David Jones, history teacher at Fryeburg Academy and instructor at Granite State College, sits in the left chair this week. I invited him on the show after he wrote a letter to the editor criticizing one of my columns. His letter is one of our topics.
As usual, we open with a question from the producer concerning recent arrests by federal officers protecting federal property in Portland, Oregon. It asks whether we agree that federal officials should be there to quell protests, and questions their tactics, allegedly including arrests without informing those arrests of the charges against them.
I’m against quelling protests, but believe strongly that resulting riots, arson, and looting must be quelled. Local, Democrat mayors and governors are sanctioning these crimes and that’s dangerous. If, as claimed, people are arrested and held without being informed of the charges, it’s a violation of their due process rights. Federal officials are constitutionally allowed to protect federal property no matter where it is.
David believes Trump might be playing to his base in this election year by deploying federal officials to confront rioters. It remains to be seen if that is politically efficacious for him. Citing effectiveness of the sixties civil rights protests in swaying public opinion, he suggests today’s swing voters are with Black Lives Matter protestors.
From there we opine about President Trump and his policies, with me supporting the latter and David supporting neither.
At the end of the show we address David’s letter about my column’s claims that college professors are overwhelming leftist. I cite various sources including a wide-ranging statistical study indicating that the Democrat to Republican ratio of college professors and their political contributions in an election year is as high as 95:1.
David counters that the National Association of Scholars who did the study favors traditional study of western civilization. He asserts the more important question would be: does that bias manifest in biased teaching?

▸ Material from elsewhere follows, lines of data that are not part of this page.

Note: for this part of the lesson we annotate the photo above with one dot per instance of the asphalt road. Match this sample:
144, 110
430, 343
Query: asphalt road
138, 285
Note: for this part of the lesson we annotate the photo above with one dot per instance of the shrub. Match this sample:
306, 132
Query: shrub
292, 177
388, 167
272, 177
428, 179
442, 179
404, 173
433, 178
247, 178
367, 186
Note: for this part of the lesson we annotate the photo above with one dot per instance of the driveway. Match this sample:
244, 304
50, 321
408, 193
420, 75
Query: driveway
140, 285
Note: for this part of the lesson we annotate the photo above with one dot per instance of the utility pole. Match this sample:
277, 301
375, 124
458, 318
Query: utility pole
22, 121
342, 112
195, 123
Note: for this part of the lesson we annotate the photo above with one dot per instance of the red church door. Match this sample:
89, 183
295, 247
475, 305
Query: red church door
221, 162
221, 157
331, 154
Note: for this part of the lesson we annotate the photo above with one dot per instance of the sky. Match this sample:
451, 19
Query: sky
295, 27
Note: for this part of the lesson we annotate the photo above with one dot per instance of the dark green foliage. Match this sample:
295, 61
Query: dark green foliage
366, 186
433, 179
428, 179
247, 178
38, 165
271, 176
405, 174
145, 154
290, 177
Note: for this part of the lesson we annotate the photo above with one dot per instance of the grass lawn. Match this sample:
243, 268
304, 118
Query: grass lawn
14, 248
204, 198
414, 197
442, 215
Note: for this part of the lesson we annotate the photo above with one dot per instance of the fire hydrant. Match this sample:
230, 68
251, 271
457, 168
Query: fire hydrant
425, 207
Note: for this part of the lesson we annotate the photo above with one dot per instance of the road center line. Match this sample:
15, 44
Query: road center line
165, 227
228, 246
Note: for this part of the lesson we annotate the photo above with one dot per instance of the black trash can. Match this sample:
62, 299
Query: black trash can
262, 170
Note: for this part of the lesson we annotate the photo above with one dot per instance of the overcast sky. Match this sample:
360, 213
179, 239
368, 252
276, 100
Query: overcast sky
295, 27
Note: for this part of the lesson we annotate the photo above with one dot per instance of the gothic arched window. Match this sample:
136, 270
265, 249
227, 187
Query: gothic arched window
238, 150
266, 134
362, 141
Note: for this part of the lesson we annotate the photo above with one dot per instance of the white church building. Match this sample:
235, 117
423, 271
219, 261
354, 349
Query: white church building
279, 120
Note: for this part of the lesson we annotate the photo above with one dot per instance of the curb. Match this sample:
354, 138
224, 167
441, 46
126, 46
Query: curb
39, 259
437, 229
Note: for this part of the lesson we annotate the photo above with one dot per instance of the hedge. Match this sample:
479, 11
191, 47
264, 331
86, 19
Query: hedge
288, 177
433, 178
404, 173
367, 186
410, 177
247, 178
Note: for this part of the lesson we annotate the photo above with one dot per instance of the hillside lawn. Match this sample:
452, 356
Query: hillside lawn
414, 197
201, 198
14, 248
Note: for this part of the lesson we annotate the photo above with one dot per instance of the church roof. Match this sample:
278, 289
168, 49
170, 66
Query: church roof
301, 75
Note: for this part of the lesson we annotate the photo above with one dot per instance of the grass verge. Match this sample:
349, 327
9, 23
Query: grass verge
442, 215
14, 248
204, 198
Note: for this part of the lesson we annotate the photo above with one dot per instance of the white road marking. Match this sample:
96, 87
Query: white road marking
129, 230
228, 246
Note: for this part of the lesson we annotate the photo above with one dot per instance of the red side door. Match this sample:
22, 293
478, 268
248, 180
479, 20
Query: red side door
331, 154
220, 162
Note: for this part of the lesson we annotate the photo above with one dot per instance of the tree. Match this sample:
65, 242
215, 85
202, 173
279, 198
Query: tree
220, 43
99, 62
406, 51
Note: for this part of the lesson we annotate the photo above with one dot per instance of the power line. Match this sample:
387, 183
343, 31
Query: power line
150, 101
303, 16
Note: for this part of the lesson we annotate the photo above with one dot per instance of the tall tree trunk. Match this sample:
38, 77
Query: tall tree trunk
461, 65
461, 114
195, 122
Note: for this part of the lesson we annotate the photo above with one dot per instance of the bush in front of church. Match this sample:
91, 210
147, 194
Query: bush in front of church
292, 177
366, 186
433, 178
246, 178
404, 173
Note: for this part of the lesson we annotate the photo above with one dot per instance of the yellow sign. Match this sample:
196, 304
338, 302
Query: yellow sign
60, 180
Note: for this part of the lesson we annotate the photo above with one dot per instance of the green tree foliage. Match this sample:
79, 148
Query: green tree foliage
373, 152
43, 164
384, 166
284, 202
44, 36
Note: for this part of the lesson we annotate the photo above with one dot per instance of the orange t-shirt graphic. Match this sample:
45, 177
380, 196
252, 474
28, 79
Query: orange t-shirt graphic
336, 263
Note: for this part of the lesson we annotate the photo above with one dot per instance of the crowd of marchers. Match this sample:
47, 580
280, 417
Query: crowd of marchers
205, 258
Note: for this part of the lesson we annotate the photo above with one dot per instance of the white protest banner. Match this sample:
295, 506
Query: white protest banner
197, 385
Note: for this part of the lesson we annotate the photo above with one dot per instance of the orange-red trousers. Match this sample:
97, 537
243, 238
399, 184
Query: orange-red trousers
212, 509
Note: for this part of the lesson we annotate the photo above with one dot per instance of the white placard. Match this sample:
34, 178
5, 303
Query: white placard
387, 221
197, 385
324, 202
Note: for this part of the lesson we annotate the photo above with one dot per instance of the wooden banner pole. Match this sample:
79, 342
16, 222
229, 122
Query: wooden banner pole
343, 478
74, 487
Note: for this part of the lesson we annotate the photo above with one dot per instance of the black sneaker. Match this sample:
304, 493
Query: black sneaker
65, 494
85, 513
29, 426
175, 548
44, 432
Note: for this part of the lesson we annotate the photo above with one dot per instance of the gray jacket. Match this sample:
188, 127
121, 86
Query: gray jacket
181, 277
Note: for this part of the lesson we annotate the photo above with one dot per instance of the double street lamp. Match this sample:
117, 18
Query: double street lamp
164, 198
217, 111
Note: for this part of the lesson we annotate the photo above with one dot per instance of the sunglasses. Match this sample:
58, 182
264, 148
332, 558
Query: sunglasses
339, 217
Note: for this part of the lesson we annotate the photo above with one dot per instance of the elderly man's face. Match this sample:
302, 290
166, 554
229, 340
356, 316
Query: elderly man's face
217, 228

I cite the books used most in our prestigious graduate schools of education (like Columbia) as being overwhelmingly leftist. The best-selling book of them all is by Bill Ayers, an unapologetic, radical revolutionary who is proud of bombing banks and military installations during the sixties and seventies. He teaches teachers at the University of Illinois Chicago and he advocates “teaching for social responsibility” which he believes means turning out little revolutionaries across the country in our public schools.
David suggests that part of academic inquiry is reading those books that are on the fringe. He takes issue with the terms “anarchist” and “radical Marxist” and says there are no working definitions for them.
I say a Marxist is an anti-capitalist at least before we run out of time.